Investment in Chinese real estate will fall as the government enforces more rigid policies, Jing Ulrich, chairman of China Equities and Commodities at JP Morgan said today.
Policy measures expected to reduce liquidity in the sector include: a 5 percent tax on the resale of residential real estate assets within five years of original purchase; a 40 percent down payment for second mortgages; the minimum down payment on land to be increased to 50 percent; and an increase in low cost and mid-to-low cost housing development.
But the most surprising issue is the increasing minimum national bank reserves ratios which China has raised from 16 percent from 15.5 percent previously.
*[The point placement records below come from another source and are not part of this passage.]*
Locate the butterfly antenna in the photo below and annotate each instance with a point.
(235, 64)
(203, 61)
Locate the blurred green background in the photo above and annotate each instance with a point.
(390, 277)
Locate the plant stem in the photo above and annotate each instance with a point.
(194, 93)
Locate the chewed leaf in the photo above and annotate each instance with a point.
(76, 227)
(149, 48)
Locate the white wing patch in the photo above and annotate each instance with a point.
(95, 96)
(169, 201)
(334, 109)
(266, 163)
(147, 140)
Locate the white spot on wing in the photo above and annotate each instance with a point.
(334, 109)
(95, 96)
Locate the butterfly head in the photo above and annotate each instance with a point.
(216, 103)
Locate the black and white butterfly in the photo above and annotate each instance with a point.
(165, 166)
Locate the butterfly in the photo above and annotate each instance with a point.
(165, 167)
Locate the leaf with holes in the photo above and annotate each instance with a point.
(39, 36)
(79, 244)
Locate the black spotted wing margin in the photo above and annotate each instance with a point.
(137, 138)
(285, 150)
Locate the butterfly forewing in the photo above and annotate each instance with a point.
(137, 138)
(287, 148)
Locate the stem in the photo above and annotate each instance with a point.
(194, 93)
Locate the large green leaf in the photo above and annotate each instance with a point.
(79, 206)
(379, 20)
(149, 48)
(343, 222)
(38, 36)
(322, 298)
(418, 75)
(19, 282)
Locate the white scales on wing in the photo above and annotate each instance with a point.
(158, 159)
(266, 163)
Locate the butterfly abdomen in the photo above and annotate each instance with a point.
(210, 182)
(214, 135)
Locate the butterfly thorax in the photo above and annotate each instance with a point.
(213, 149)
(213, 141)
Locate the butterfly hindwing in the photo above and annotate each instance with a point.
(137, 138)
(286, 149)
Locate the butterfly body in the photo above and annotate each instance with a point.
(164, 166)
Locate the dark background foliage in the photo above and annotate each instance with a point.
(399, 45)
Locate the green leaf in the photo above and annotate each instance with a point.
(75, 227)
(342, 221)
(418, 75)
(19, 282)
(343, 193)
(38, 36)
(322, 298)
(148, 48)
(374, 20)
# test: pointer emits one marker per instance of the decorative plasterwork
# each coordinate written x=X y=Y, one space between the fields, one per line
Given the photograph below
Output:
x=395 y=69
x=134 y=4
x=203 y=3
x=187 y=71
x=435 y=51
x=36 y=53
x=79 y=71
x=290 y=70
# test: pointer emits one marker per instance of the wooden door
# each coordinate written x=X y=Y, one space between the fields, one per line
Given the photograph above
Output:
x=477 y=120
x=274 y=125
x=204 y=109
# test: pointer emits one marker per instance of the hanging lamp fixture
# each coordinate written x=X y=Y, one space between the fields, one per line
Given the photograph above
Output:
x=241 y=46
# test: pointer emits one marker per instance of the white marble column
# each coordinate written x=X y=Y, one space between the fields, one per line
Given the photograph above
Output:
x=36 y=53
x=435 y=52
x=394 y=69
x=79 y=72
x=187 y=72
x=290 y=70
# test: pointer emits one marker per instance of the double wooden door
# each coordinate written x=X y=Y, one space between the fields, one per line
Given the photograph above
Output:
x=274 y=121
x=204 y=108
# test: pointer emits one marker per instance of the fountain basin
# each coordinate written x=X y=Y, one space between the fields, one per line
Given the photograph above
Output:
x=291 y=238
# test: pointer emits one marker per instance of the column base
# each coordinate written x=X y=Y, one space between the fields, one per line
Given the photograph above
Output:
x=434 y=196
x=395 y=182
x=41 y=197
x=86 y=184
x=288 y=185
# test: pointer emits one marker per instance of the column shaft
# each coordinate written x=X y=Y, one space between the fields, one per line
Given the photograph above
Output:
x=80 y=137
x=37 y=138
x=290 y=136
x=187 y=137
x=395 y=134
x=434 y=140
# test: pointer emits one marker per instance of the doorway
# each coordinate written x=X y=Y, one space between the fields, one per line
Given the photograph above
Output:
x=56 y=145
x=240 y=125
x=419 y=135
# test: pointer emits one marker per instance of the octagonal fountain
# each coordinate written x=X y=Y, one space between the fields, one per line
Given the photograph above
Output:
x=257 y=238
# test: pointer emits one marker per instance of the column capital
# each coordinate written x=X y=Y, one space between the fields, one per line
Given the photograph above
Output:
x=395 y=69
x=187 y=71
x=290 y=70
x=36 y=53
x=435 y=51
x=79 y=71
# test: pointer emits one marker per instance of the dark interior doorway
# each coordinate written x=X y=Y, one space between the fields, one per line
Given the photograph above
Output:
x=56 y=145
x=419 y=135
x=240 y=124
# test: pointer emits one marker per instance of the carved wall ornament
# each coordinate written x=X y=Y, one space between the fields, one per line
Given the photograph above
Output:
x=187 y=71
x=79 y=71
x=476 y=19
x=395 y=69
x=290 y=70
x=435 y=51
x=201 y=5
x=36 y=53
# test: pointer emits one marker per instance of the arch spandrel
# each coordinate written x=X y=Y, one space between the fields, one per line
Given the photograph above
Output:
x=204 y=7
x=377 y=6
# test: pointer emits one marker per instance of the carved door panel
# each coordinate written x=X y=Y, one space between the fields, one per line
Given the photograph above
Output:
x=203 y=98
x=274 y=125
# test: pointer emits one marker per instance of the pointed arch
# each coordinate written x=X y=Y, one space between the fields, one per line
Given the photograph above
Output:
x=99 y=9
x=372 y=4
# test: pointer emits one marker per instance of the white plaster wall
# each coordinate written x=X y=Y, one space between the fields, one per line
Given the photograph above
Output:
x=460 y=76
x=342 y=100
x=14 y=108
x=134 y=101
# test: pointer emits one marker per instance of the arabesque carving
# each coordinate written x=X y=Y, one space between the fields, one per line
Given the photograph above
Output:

Addressing an audience predominantly made up of GPs and their LPs, Ulrich said liquidity levels will fall as the government enforces such measures “This came sooner than the market expected,” she said, “but it’s a reaction to increased bank lending.” According to JP Morgan figures, real estate lending in China grew 33 percent on a year on year basis in 2009, which Ling described as an “unprecedented” high.
“As a result property transaction levels went to record levels because of the accommodative lending market,” Ling said.
She said government measures would not only lead to reduced liquidity but also to price falls across the country in 2010 after rising. Values rose by 22.4 percent in 2009. But she said the government measures would ultimately create a “soft landing” and a more stable market.
“The government is keen to support real estate, which accounts for 25 percent of the country’s fixed assets, but it is also keen to control speculative investment,” added Ling.